The controls required for implementation and subsequent assessment are selected based upon the anticipated risk stemming from one or more threats. In many instances, the perceived risk directly correlates to the observation of occurrences of the activities associated with a threat as those activities become known. It is not reasonable, though, to presume that the frequency of occurrence of threat activities in the various kill chains relevant to these threats remains static. Rather, it is widely understood that certain threat activities occur more frequently or less frequently over time. The relative importance of a particular threat or threat activity may also change over time, and there may be other factors that contribute to its importance as well. Consequently, the ability of an organization to address these threats, and the corresponding assurances provided by assessment, can become less effective or meaningful over time.
To illustrate, the figure on the next page provides a basic example of the CTA approach applied to an assessment.
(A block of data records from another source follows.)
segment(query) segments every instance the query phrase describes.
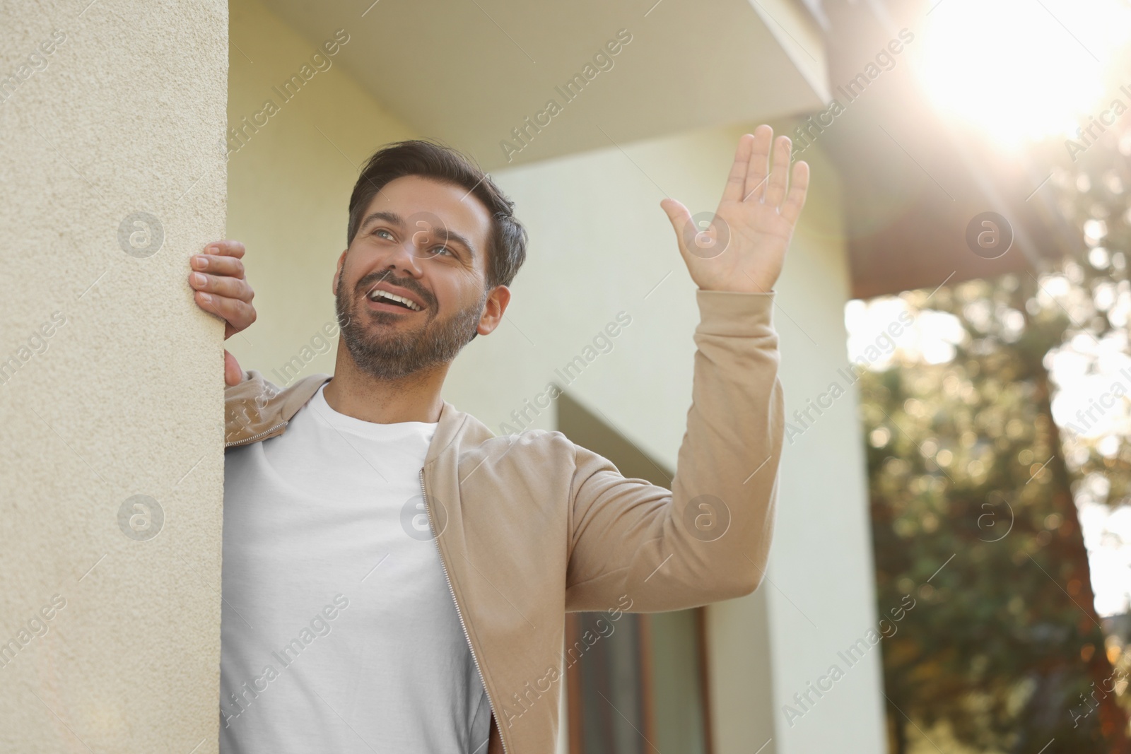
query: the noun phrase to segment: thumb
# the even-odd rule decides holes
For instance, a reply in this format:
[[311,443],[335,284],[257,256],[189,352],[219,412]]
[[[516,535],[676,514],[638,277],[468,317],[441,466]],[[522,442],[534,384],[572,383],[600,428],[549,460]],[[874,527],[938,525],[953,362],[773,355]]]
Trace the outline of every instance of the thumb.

With respect to the figure, a control specification for an organizational assessment (100) specifies different threats (150), and each of these prospective threats is modeled with one or more kill chains (140A, 140B, … ,140n-1, 140n). Each of these activities could include ‘meta-data’ such as the frequency, probability of success, criticality, and other relevant information associated with the activities. Further, each of the prospective threats (150) are mapped to a corresponding set of one or more controls (110), each of which mitigate at least one of the threat activities (140A, 140B, … , 140n-1, 140n) in a related kill chain for one or more of the threats (150).
Threat intelligence (120) is received periodically and includes a listing of observed threat activities (140A, 140B, 140n-1, 140n), which is subjected to analysis (130). The resulting statistical analysis (160) includes, for example, a frequency distribution of the observed threat activities (140A, 140B, … , 140n-1, 140n) or, in a more complex implementation, an analysis of the frequency distribution of threat intelligence (120) received and stored over time (not shown).
To the extent the statistical analysis (160) indicates a threshold change in the observation of one of the threat activities (140A, 140B, … , 140n-1, 140n), a threat modeler (180) may propose a control set modification (170) for the controls (110) specifically mapped to one or more threat activities to address potential changes in the probability of a threat occurrence implicated by the observed statistical characterization of the threat activity. Modifications could include:
- A change to one or more parameters to existing controls (110), e.g., reducing the number of failed login attempts before locking out a user account;
- Enhancement of one or more existing controls (110), e.g., additional audit logging requirements for a server;
- Replacement of one or more existing controls (110), e.g., requiring the white-listing of approved websites rather than black-listing prohibited websites; and
- The addition of one or more new controls (110), e.g., adding bias-related controls to existing integrity controls.
Figure 21. Notional Implementation of CTA
Many of the elements in the CTA process outlined above could be performed manually; however, HITRUST automates the overall process as much as practicable.
The figure on the following page helps illustrate the logic for modifying a control specification used for an assessment (100) according to observed threat activity (140A, 140B, … , 140n-1, 140n) by the threat modeler (180) in the context of a single related threat kill chain (150) for the purpose of simplicity.
Figure 22. Notional CTA-based Modification Process
An observed threat activity is selected for processing (410) and a determination is made whether the observed frequency of the threat activity exceeds a threshold (415). If not, it is determined whether additional threat activities have been observed (455) and, if so, the process repeats with the selection of a new observed threat activity (410). However, if it is determined that the observed frequency of the threat activity exceeds a threshold (415), a threat model is queried to identify a kill chain related to the threat activity (420).
A query then executes against the control specification to determine if an enhancement can be made to the control specification to address the risk posed by the change in selected threat activity (425), for example, by reducing the likelihood the threat activity will successfully exploit a vulnerability. If an enhancement for the control specification is available from the control library (430), the enhancement is added to a candidate list for analysis (435). If not, it is determined if additional threat activities are associated with the kill chain and have not yet been processed (440).
If additional threat activities remain, the process returns to querying of the control specification to determine if an enhancement can be made to the control specification to address the risk posed by the change in the next selected threat activity (425). Otherwise, it is determined if at least one enhancement is present in the candidate list (445).
If not, a query for an enhancement is transmitted to a general catalog of controls not tied to any specific underlying control specification (450). If an enhancement is located within the general catalog responsive to the threat activity (470), the enhancement is added to the candidate list (475). Otherwise, an intervention flag is generated (480) indicating to an analyst that a review is required of the threat activities and controls associated with the threat kill chain (420) to determine if new enhancements can be designed and added to the control library. In either circumstance, the process advances.
If it is determined if additional threat activities have yet to be processed (455), the process of selecting observed threat activity (410) repeats itself. However, if all threat activities have been processed, one or more of the enhancements in the candidate list are selected for inclusion in the control specification (460). For instance, the enhancements can be selected according to meta-information specifying a probability of mitigation and a cost of implementation so that the selection of the enhancements can be optimized. As a final step, the selected set of enhancements can then be added to the control specification.